Anoche en la estación volví a darme cuenta de la importancia que tiene saber leer en esta vida. Para muchos es simplemente una herramienta más, una capacidad para defenderse en la vida; pero para otros, se convierte en un placer.
El caso es que andaba yo ojeando las revistas y libros de la librería de Santa Justa cuando oí que alguien le preguntaba insistentemente a las dependientas sobre diferentes libros. Sobre sus tramas, sobre si eran interesantes, sobre cuál era el nuevo libro de Matilde Asensi, etc. El interrogador en cuestión era un joven de aspecto un tanto "choni", el perfil de persona que, seguramente movidos por los prejuicios, nos cuesta imaginar leyendo tranquilamente en su casa. Hasta las dependientas se sorprendieron un poco: "¿Qué es para ti?". El joven asintió y yo, que ya tenía el oído apuntando hacia su conversación (a esas horas y con ese cansancio y aburrimiento cualquier conversación ajena parece interesante) le explicó que hacía poco que había aprendido a leer. Concretamente desde que conoció a su mujer y se apuntó a clases. El primer libro que había leído era La catedral del Mar, al que le habían seguido Los pilares de la tierra (libro que lleva meses sobre mi escritorio a la espera de ser leído...) y La sombra del viento.
Sus ganas de leer me recordaron a las mías cuando todavía no sabía descifrar el alfabeto. Acababa de abrir esa ventana a un nuevo mundo que es el placer de la lectura y, seguramente, quería saciarse de todos los personajes, mundos e historias que se ha perdido en los años de analfabetismo. Les preguntó sobre el argumento de las novedades bibliográficas que tenían (a lo que las dependientas no supieron muy bien qué decirle) y siguió mirando con pasión cada uno de los libros que allí había.

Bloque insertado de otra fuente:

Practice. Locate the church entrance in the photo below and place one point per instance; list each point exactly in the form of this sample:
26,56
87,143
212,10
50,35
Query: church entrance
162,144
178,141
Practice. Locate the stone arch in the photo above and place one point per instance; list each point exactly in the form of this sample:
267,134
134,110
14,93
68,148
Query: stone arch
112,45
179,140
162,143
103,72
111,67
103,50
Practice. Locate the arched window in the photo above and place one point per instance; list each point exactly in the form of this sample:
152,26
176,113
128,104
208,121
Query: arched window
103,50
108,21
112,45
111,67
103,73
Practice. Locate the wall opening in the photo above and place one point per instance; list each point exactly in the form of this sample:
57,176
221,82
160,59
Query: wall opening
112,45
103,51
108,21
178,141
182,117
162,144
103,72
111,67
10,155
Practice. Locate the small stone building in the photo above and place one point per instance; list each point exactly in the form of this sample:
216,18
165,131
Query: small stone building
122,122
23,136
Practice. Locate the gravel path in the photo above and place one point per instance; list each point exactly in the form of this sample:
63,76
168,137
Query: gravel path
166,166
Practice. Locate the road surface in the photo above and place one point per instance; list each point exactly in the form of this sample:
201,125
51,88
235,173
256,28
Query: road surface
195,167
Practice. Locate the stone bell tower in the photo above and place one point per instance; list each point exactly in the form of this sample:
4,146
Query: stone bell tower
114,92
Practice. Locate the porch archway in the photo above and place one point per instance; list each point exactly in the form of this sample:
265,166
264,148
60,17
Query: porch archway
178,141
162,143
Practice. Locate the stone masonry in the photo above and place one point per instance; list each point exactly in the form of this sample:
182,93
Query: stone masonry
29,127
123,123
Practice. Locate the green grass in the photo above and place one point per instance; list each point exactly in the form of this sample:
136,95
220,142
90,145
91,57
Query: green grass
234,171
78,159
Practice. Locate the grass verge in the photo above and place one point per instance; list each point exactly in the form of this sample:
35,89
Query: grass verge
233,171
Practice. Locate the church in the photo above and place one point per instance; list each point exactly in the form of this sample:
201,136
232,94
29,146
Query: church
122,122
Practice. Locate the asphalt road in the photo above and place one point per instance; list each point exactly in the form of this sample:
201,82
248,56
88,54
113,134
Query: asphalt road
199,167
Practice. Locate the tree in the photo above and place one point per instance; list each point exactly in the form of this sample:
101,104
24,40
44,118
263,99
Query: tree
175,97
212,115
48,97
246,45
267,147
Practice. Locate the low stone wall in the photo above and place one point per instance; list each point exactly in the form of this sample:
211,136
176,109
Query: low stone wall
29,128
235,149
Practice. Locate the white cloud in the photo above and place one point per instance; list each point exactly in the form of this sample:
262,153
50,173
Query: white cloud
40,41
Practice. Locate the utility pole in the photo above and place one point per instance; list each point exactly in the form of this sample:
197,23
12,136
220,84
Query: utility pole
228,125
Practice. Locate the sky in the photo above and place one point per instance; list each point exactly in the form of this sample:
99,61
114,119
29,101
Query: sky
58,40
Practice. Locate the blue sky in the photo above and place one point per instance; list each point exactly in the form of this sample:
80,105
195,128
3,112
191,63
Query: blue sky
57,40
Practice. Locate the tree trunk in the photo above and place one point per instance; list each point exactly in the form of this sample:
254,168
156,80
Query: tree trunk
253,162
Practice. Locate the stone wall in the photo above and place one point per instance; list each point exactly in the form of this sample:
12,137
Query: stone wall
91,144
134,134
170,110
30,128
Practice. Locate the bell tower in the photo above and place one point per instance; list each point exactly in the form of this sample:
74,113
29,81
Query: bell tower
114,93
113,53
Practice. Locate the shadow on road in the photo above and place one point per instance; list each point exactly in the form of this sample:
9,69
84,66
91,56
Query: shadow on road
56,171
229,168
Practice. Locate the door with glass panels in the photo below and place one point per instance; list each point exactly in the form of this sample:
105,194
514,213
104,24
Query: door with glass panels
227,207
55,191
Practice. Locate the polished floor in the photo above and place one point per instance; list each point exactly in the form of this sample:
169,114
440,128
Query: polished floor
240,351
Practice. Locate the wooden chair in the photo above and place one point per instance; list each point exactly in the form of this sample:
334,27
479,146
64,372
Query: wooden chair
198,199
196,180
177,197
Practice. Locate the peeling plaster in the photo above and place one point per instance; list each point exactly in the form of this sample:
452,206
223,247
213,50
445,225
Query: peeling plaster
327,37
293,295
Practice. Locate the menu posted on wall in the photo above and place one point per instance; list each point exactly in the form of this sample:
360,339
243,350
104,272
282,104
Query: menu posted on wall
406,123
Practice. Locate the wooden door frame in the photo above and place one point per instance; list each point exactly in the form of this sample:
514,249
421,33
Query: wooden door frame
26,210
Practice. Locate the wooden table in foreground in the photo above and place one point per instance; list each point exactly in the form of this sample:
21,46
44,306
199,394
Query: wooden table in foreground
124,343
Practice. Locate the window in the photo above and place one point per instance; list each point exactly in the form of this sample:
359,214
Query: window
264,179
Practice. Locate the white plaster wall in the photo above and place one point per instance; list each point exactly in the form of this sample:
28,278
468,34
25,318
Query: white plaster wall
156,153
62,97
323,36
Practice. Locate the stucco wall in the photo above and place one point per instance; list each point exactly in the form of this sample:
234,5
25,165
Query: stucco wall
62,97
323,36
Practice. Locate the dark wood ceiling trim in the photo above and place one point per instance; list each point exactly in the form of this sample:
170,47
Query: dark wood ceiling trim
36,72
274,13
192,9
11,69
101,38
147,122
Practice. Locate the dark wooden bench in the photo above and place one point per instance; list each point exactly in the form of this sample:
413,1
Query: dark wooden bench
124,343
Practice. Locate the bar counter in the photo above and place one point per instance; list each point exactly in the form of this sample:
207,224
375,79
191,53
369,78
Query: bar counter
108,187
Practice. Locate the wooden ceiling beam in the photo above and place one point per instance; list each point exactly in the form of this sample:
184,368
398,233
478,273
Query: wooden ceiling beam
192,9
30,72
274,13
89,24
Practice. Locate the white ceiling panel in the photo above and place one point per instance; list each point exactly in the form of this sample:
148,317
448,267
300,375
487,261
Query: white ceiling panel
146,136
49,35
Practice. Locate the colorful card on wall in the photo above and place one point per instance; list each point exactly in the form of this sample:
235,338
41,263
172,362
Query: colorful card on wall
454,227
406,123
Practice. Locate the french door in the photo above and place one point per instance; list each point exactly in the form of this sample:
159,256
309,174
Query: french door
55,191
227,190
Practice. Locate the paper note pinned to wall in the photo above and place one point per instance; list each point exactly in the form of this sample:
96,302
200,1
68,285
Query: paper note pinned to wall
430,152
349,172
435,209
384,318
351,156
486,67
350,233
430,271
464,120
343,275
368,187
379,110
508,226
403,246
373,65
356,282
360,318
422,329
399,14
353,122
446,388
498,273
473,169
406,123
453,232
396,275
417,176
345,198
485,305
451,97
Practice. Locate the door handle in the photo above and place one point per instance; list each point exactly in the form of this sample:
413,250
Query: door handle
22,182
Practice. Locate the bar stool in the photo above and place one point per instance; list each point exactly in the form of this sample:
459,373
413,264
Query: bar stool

Aparte de ratificar mi idea sobre lo mágico y lo importante que es leer, esa escena me dejó pensando sobre cómo en un país que se cree avanzado y moderno, en el que muchos disponemos de Internet, leemos cartas, emails, tuenties y apuntes en pocos segundos, y en el que sólo importan los grandes datos socioeconómicos, nadie había caído en la cuenta de que a estas alturas, un joven de menos de treinta años no sabía leer.